Representatives Omar and Jacobs move to stop Biden from sending cluster bombs to Ukraine – News Block

President Joe Biden’s impending decision to include cluster munitions in the next arms package for Ukraine could turn into a political challenge. Democratic Reps. Sara Jacobs (D-California) and Ilhan Omar (D-Minnesota) have filed an amendment to the 2023 NDAA that would effectively block the transfer of these munitions.

“Notwithstanding any other provision of law, no military assistance for cluster munitions shall be provided, no defense export license may be issued for cluster munitions, and no cluster munitions or cluster munitions technology,” the amendment reads.

“Cluster munitions continue to kill long after their initial use with the potential to injure and kill civilians for generations, something we have seen in many other post-war contexts such as Cambodia and Vietnam,” Rep. Jacobs wrote on Twitter. thread explaining your opposition. “Cluster munitions also impede successful reconstruction and economic recovery in the countries where they are used.”

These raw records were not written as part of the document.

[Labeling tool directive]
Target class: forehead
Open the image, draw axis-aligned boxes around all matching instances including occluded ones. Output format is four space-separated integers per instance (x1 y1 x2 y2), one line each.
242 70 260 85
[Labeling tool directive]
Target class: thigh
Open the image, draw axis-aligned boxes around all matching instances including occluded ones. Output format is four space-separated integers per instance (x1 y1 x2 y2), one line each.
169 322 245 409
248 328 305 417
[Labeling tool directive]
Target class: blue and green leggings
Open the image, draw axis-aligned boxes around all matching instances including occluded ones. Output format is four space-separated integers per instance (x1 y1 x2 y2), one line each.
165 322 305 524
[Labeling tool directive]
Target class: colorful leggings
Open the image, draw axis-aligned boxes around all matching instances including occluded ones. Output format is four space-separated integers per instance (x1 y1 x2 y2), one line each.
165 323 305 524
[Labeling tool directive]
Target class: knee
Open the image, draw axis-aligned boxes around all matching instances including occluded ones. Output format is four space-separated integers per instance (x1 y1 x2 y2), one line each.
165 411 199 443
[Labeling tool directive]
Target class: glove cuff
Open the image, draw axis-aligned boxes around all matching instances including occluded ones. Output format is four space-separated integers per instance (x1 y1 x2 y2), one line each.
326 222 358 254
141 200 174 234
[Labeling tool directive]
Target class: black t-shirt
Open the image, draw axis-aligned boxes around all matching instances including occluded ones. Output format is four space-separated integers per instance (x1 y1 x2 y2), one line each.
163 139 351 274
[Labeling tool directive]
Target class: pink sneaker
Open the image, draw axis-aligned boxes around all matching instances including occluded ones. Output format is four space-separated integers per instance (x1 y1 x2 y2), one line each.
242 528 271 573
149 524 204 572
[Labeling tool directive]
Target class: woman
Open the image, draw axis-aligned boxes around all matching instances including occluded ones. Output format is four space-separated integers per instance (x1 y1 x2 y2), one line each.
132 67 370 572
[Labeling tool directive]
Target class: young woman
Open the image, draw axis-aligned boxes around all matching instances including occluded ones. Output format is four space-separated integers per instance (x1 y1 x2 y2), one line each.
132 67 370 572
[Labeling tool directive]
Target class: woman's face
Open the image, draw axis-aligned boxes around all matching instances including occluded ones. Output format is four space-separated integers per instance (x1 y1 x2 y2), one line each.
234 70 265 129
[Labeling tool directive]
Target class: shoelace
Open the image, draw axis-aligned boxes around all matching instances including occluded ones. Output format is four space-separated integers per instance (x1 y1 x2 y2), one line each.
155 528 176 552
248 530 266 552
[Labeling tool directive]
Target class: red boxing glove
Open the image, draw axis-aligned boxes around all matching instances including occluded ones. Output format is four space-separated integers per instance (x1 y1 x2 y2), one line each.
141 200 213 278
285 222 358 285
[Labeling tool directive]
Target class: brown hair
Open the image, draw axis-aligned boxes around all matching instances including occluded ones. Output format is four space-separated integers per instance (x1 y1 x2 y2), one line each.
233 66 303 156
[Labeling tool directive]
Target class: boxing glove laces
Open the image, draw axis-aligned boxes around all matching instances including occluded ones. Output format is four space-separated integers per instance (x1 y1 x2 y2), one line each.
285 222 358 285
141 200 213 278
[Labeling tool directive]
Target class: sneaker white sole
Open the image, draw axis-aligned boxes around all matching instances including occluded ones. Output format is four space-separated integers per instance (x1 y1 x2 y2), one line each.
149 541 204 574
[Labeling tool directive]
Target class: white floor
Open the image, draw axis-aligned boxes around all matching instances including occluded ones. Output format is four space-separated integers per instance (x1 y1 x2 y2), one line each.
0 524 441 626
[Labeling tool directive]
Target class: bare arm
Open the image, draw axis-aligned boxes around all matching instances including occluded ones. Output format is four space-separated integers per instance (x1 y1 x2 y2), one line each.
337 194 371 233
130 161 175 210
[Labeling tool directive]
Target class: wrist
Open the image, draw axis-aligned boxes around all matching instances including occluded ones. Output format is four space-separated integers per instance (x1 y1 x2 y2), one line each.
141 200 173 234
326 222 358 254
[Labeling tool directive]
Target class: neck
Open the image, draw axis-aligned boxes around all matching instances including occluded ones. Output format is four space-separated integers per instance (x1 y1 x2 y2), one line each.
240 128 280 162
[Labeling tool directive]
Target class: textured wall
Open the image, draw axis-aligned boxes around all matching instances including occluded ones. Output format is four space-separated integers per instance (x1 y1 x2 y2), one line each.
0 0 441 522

“If the United States is to be a leader in international human rights, we must not participate in human rights abuses. We can support the people of Ukraine in their fight for freedom, while also opposing violations of international law,” Rep. Omar added in a comment to politicalNatSec Journal.

“I applaud the NDAA amendment proposed by Representatives Jacobs and Omar,” Sera Koulabdara, executive director of advocacy group Legacies of War, told RS. “I urge them and other leaders to continue to stand on the side of basic human rights to live free from the fear of cluster munitions and speak out publicly to their colleagues and the American people.”

Other lawmakers, including Reps. Jason Crow (D-Colorado), a veteran of the war in Afghanistan, and Barbara Lee (D-California), have also expressed opposition to the transfer of these bombs.

kyiv has been pushing for its Western supporters to provide them with what it considers weapons to help Ukraine in its ongoing counter-offensive. Russia has already been using them extensively in Ukraine, and Ukraine has also reportedly used cluster bombs, most recently using munitions provided by Turkey.

Until now, Washington has refrained from providing kyiv with these highly controversial weapons. But in June, Laura Cooper, a Pentagon official responsible for Russian, Ukrainian and Eurasian affairs, told the House Foreign Affairs Committee that the munitions “would be useful, especially against entrenched Russian battlefield positions.” .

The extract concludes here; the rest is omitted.